CAPITALS VS. BLUE JACKETS

Despite losing several key players last offseason, the Capitals won the Metropolitan Division for the third consecutive year. Their reward: a matchup against Bobrovsky, Artemi Panarin and the John Tortorella-coached Blue Jackets.

“We’ve always thought that they’ve been a pretty good team for the last few years, not just the last couple where they’ve had more success,” Holtby said. “I think we’ve always had a good challenge against them. We play better against solid teams, teams that are coached well and it’s always fun to play against them. I think it’ll be a good series.”

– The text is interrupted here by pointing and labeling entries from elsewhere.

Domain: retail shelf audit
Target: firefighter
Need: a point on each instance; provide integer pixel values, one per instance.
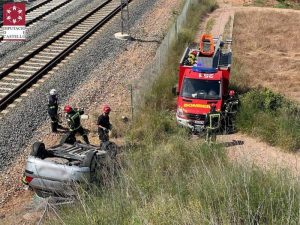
(73, 118)
(230, 109)
(53, 110)
(104, 125)
(212, 124)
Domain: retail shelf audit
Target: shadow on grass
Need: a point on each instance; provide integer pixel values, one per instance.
(232, 143)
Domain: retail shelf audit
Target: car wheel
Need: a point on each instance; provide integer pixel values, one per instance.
(112, 149)
(38, 150)
(68, 138)
(42, 194)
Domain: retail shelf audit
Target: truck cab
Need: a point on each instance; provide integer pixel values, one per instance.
(203, 80)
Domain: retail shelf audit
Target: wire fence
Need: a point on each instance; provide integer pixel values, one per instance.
(142, 85)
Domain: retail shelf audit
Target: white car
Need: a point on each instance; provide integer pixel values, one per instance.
(57, 170)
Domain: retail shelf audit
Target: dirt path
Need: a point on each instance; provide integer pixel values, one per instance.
(242, 148)
(18, 205)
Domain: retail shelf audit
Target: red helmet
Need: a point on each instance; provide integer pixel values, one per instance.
(68, 109)
(106, 109)
(212, 106)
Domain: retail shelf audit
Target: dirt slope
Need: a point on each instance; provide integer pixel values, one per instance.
(274, 59)
(241, 148)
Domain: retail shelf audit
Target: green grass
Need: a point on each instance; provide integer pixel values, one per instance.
(266, 114)
(168, 178)
(209, 25)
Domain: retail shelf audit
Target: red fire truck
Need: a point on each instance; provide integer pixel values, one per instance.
(203, 79)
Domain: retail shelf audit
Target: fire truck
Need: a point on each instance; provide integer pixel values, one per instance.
(203, 79)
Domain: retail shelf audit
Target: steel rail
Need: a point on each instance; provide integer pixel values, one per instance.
(32, 8)
(8, 99)
(43, 14)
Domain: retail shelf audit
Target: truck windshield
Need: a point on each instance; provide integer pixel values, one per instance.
(201, 89)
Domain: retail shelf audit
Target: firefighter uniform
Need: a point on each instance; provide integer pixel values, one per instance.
(73, 118)
(52, 111)
(230, 109)
(212, 124)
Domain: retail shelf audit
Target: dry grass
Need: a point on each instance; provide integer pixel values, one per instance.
(268, 50)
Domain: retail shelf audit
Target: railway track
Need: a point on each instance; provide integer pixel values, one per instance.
(20, 76)
(40, 11)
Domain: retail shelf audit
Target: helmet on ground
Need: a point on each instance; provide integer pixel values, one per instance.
(106, 109)
(212, 106)
(53, 92)
(68, 109)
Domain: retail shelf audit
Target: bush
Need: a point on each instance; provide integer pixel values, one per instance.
(271, 117)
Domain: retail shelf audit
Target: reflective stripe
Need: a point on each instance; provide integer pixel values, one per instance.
(211, 117)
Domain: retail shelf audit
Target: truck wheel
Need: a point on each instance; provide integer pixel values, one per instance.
(38, 150)
(68, 138)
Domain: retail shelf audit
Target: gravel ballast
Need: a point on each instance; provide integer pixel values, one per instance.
(18, 127)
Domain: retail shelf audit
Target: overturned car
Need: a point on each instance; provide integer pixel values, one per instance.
(58, 169)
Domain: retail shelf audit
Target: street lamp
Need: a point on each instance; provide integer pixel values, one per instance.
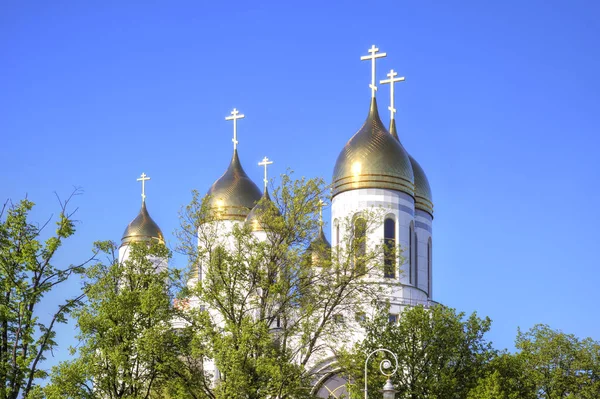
(385, 366)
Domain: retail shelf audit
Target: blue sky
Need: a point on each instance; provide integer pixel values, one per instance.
(500, 107)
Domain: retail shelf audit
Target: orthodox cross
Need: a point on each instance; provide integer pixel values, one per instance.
(392, 79)
(265, 162)
(143, 179)
(373, 50)
(235, 115)
(321, 205)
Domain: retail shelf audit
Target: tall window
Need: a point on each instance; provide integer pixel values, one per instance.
(429, 285)
(411, 249)
(337, 239)
(416, 260)
(360, 245)
(389, 239)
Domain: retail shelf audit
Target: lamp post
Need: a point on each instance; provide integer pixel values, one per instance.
(385, 365)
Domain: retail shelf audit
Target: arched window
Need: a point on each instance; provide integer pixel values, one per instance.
(429, 285)
(411, 253)
(360, 245)
(416, 260)
(389, 256)
(337, 239)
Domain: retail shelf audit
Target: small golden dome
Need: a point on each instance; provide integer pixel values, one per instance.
(142, 228)
(320, 248)
(264, 206)
(423, 199)
(234, 194)
(373, 159)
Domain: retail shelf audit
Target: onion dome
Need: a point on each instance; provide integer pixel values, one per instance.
(142, 228)
(372, 158)
(423, 199)
(234, 194)
(264, 207)
(320, 248)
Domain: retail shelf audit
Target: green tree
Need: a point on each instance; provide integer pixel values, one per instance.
(506, 378)
(127, 344)
(274, 307)
(560, 365)
(441, 353)
(28, 272)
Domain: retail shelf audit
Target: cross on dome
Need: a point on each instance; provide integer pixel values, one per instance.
(235, 115)
(143, 179)
(265, 162)
(392, 79)
(374, 55)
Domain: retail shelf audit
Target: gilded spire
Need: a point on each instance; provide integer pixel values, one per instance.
(392, 79)
(143, 178)
(235, 115)
(373, 56)
(143, 227)
(265, 162)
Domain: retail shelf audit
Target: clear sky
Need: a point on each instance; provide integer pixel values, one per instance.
(500, 106)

At the very least, it probably won’t be a short series.

PENGUINS VS. FLYERS

These two teams don’t like each other, which should make for some fireworks in the first round. Since they last met in 2012, Sidney Crosby, Evgeni Malkin and the Penguins have won the Cup twice, but something about Philadelphia-Pittsburgh makes for good games.

“They’re really fun games to play,” Flyers MVP candidate Claude Giroux said. “They’re not easy games to play, but it’s easy to get up and play some hockey when you know you’re playing the Penguins.”

CONFERENCE FINAL PREDICTION

Toronto over Pittsburgh in seven games. Matthews outscores Crosby and the Maple Leafs make their first trip to the Cup Final since they won it all in 1967.